Working Papers (* denotes co-author presentation)
FinTech topics
[1] Machine learning and hedge fund (with Dantong Yu, Huopu Zhang)
We apply machine-learning methods to predict hedge fund return and performance.
[2] Machine learning and financial risk (with Yi Chen, Jiaheng Xie, Ryan Liu)
We apply machine-learning methods to analyze companies' annual reports and earnings conference calls to predict financial risk.
[3] Machine learning and merger and acquisition (with Dantong Yu, Muntasir Shohrab, Zhibo Ye)
Under review
We apply machine-learning methods to analyze companies' M&A decisions.
Finance topics
[1] Municipal Bond (with Zihan Ye)
[2] "Environmental Risk and Green Innovation: Evidence from Evacuation Spills", with Yongqiang Chu and Xuan Tian
Abstract: Exploring evacuation spill information from the U.S. Coast Guard’s National Response Center database, we examine how firms alter their green innovation activities and strategies in response to environmental spills occurring near their headquarters. We find that, in response to nearby environmental spills, firms increase both environmental innovation input and output. Increases in managers’ perceived risk and compliance cost, in part due to public outrage and reprobation, enhanced local environmental regulations, as well as human capital redeployment, are three plausible underlying economic channels through which environmental risk affects firms’ green innovation.
[3] "Financial Policies of Organized Labor in the 21st Century" with Ryan Williams and David Yin
Georgia State University Seminar*, Université Paris-Dauphine Seminar*, University of Lille Seminar*, ESCP Business School Seminar*, University of Arizona Ph.D. Seminar, Nanjing University Seminar*, 2020 Finance Management Association Conference.
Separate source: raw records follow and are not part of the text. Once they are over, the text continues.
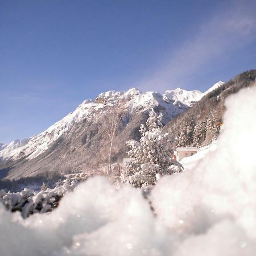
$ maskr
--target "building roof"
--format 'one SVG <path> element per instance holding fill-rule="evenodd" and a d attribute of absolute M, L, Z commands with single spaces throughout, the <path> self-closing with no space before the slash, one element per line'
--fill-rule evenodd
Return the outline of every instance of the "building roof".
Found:
<path fill-rule="evenodd" d="M 196 151 L 197 152 L 199 150 L 199 148 L 197 148 L 197 147 L 176 147 L 176 151 Z"/>

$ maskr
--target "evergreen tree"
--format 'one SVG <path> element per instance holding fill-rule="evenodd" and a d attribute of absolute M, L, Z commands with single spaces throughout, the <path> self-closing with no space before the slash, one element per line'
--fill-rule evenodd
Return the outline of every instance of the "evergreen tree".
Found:
<path fill-rule="evenodd" d="M 128 152 L 132 159 L 123 170 L 122 176 L 125 182 L 129 182 L 135 187 L 155 185 L 157 177 L 172 174 L 182 170 L 182 166 L 171 159 L 171 149 L 166 144 L 168 134 L 162 130 L 162 114 L 157 115 L 152 110 L 146 126 L 142 125 L 139 130 L 139 142 L 129 141 L 131 147 Z"/>
<path fill-rule="evenodd" d="M 193 146 L 199 147 L 204 143 L 206 136 L 206 125 L 207 122 L 204 119 L 199 120 L 196 125 L 193 134 Z"/>

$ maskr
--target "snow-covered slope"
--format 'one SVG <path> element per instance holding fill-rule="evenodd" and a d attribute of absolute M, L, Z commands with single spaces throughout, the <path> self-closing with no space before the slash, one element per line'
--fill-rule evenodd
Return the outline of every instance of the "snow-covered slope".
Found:
<path fill-rule="evenodd" d="M 214 84 L 205 92 L 202 93 L 200 90 L 187 90 L 178 88 L 175 90 L 167 90 L 164 95 L 167 100 L 179 101 L 183 104 L 191 106 L 193 103 L 200 101 L 204 96 L 209 92 L 222 86 L 224 83 L 221 81 Z"/>
<path fill-rule="evenodd" d="M 72 133 L 72 128 L 84 120 L 94 120 L 118 107 L 120 111 L 140 113 L 152 108 L 159 108 L 166 121 L 183 112 L 207 93 L 221 86 L 214 84 L 204 93 L 180 88 L 167 90 L 164 94 L 155 92 L 143 93 L 136 88 L 127 92 L 111 90 L 101 93 L 94 101 L 85 100 L 73 112 L 53 124 L 43 133 L 22 140 L 15 140 L 0 151 L 0 160 L 17 160 L 21 157 L 32 159 L 48 149 L 63 135 Z"/>
<path fill-rule="evenodd" d="M 178 88 L 175 90 L 167 90 L 164 96 L 191 106 L 193 103 L 199 101 L 203 94 L 203 93 L 199 90 L 187 90 Z"/>
<path fill-rule="evenodd" d="M 7 145 L 4 143 L 0 143 L 0 151 L 5 148 L 5 147 L 6 147 Z"/>
<path fill-rule="evenodd" d="M 93 120 L 118 106 L 122 111 L 141 112 L 160 107 L 167 120 L 177 115 L 188 106 L 179 101 L 166 101 L 166 97 L 154 92 L 142 93 L 133 88 L 127 92 L 109 91 L 101 93 L 94 101 L 85 100 L 73 112 L 40 134 L 26 141 L 15 141 L 0 151 L 0 159 L 16 160 L 22 156 L 33 159 L 45 152 L 61 135 L 71 131 L 74 125 L 86 119 Z"/>
<path fill-rule="evenodd" d="M 217 141 L 214 141 L 210 145 L 203 147 L 199 149 L 199 151 L 191 156 L 183 158 L 180 163 L 183 166 L 185 171 L 193 170 L 206 155 L 217 149 Z"/>
<path fill-rule="evenodd" d="M 15 139 L 9 145 L 6 145 L 0 151 L 0 157 L 5 156 L 13 156 L 17 154 L 22 156 L 21 150 L 29 141 L 30 139 Z"/>
<path fill-rule="evenodd" d="M 212 92 L 213 90 L 215 90 L 217 88 L 218 88 L 219 87 L 221 86 L 224 84 L 225 84 L 224 82 L 222 82 L 222 81 L 220 81 L 218 82 L 216 82 L 210 88 L 208 89 L 205 92 L 204 92 L 203 95 L 202 97 L 203 96 L 205 96 L 205 95 L 208 94 L 210 92 Z"/>

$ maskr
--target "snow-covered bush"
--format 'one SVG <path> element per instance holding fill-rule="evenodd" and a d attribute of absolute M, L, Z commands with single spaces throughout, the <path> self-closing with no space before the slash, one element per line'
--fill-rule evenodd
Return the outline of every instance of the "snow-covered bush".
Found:
<path fill-rule="evenodd" d="M 172 159 L 171 149 L 166 146 L 168 134 L 162 130 L 162 113 L 158 115 L 152 109 L 146 126 L 141 125 L 139 142 L 127 142 L 131 147 L 128 155 L 132 160 L 122 170 L 121 177 L 124 182 L 135 187 L 148 187 L 155 184 L 158 177 L 182 170 L 182 166 Z"/>
<path fill-rule="evenodd" d="M 47 188 L 43 183 L 40 191 L 34 191 L 27 188 L 16 193 L 1 190 L 0 201 L 3 203 L 9 210 L 21 212 L 23 218 L 35 213 L 51 212 L 57 206 L 64 194 L 74 189 L 80 181 L 85 180 L 86 177 L 83 174 L 65 176 L 67 179 L 58 181 L 53 189 Z"/>

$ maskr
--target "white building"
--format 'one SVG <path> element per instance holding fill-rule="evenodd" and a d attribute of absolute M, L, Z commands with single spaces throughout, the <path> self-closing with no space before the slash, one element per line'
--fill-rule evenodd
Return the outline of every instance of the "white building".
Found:
<path fill-rule="evenodd" d="M 198 151 L 197 147 L 177 147 L 174 151 L 174 158 L 180 162 L 184 158 L 195 155 Z"/>

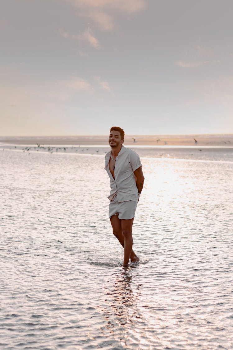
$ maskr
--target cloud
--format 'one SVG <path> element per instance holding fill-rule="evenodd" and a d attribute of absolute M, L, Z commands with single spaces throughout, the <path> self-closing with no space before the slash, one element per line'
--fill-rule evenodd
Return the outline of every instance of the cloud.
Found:
<path fill-rule="evenodd" d="M 113 19 L 111 16 L 104 12 L 99 11 L 92 12 L 89 16 L 102 29 L 111 30 L 114 27 Z"/>
<path fill-rule="evenodd" d="M 101 89 L 109 92 L 112 92 L 112 89 L 107 82 L 102 81 L 100 77 L 93 77 L 94 80 L 97 82 Z"/>
<path fill-rule="evenodd" d="M 94 36 L 90 28 L 88 28 L 81 34 L 70 34 L 63 29 L 60 29 L 58 31 L 63 38 L 77 40 L 80 44 L 85 42 L 88 42 L 91 46 L 95 49 L 98 49 L 99 47 L 99 42 Z"/>
<path fill-rule="evenodd" d="M 91 46 L 93 46 L 95 49 L 97 49 L 99 47 L 99 44 L 98 40 L 96 38 L 92 35 L 92 31 L 88 28 L 82 35 L 82 37 L 84 40 L 86 40 Z"/>
<path fill-rule="evenodd" d="M 197 67 L 200 67 L 201 66 L 204 65 L 205 64 L 208 64 L 210 63 L 219 63 L 220 61 L 218 60 L 213 61 L 196 61 L 196 62 L 188 62 L 184 61 L 176 61 L 175 64 L 176 65 L 181 67 L 182 68 L 196 68 Z"/>
<path fill-rule="evenodd" d="M 67 85 L 70 88 L 78 90 L 84 90 L 86 91 L 93 90 L 93 88 L 90 83 L 84 79 L 78 79 L 72 80 Z"/>
<path fill-rule="evenodd" d="M 111 30 L 116 11 L 133 13 L 143 9 L 145 0 L 68 0 L 78 9 L 78 15 L 92 20 L 101 29 Z"/>

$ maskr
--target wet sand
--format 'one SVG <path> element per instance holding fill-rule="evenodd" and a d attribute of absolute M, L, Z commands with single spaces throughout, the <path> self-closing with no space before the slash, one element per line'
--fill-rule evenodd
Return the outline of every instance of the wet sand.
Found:
<path fill-rule="evenodd" d="M 1 136 L 0 143 L 11 145 L 108 146 L 108 135 Z M 197 141 L 196 142 L 195 140 Z M 128 135 L 124 146 L 233 146 L 233 134 L 188 135 Z"/>

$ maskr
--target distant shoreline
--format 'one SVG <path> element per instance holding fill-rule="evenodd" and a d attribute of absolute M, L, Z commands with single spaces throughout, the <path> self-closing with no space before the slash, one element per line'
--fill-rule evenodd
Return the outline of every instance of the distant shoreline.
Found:
<path fill-rule="evenodd" d="M 109 147 L 108 135 L 73 136 L 0 136 L 0 145 L 84 146 Z M 195 139 L 197 142 L 196 143 Z M 135 140 L 135 141 L 134 141 Z M 126 135 L 124 145 L 233 147 L 233 134 L 187 135 Z"/>

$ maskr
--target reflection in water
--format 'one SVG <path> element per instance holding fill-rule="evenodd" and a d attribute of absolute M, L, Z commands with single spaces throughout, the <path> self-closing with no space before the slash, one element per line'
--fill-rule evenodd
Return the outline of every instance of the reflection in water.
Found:
<path fill-rule="evenodd" d="M 102 328 L 101 332 L 106 337 L 111 334 L 111 339 L 113 338 L 118 344 L 118 349 L 135 348 L 140 343 L 147 343 L 144 334 L 146 320 L 137 305 L 141 285 L 134 282 L 137 274 L 135 270 L 133 279 L 132 269 L 137 267 L 123 268 L 121 273 L 113 275 L 111 290 L 109 291 L 108 287 L 105 287 L 107 298 L 105 302 L 108 306 L 103 312 L 107 325 Z M 116 343 L 114 344 L 116 346 Z"/>

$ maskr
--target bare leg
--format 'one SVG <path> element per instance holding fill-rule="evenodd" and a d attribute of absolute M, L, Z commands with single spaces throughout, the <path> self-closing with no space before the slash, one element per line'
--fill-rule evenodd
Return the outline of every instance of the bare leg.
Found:
<path fill-rule="evenodd" d="M 124 265 L 129 264 L 133 246 L 133 237 L 132 235 L 133 219 L 121 220 L 121 228 L 124 235 Z"/>
<path fill-rule="evenodd" d="M 111 218 L 110 220 L 112 227 L 113 234 L 116 237 L 122 246 L 124 247 L 124 238 L 121 227 L 121 219 L 119 218 L 118 215 L 113 215 Z M 125 220 L 124 221 L 127 221 L 128 220 Z M 139 258 L 137 256 L 132 249 L 131 250 L 130 257 L 130 260 L 132 262 L 139 261 Z"/>

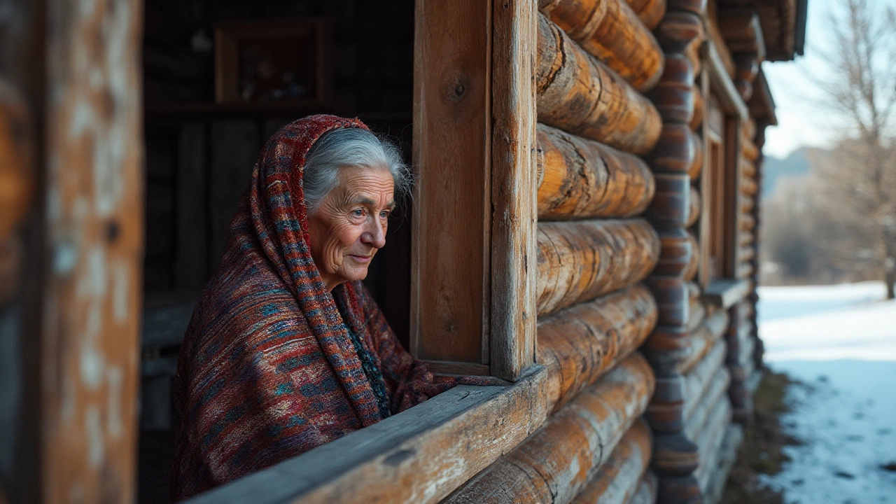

Abstract: Although frequently considered an independent and opposing force to capital, modern unions face many of the same pressures as businesses. Using a novel sample of union financial statements, we document that unions behave like corporations in a variety of ways. Unions often have well-compensation teams of executives whose incentives may become misaligned with members. Their relative cash and leverage choices are well-explained by extant corporate finance theories. Unions invest in capital expenditures and public security markets. They appear to be prone to agency problems. More competitive environments are correlated with leaner financial policies and lower executive compensation. Misalignment in incentives between members and the union is related to higher executive compensation, worse performance, and more unrelated investment.
[4] "Creditor at the Gate: How access to debt changes firm’s disclosure readability" with Wenyao Hu
Abstract: This paper studies how the ease of repossessing collateral in bankruptcy affects corporate disclosure policy. Using a plausibly exogenous variation of the ability to repossess assets generated by state anti-recharacterization laws, we find that the anti-recharacterization laws, which make collateral repossession easier for secured lending, improve corporate disclosure readability. Consistent with the argument that firm with capital needs to reduce financial statement complexity to borrow more debt, we show that the effect of ARLs on disclosure readability is less pronounced on high-growth firms and more profitable firms.
Work-In-Progress
[5] Machine learning projects in analyzing companies' annual reports, earnings conference calls, patent text, and business news.
We apply machine-learning methods to analyze companies' annual reports, earnings conference calls, patent text, and business news, and use machine-learning methods to predict mutual fund performance, stock crash risk, and so on.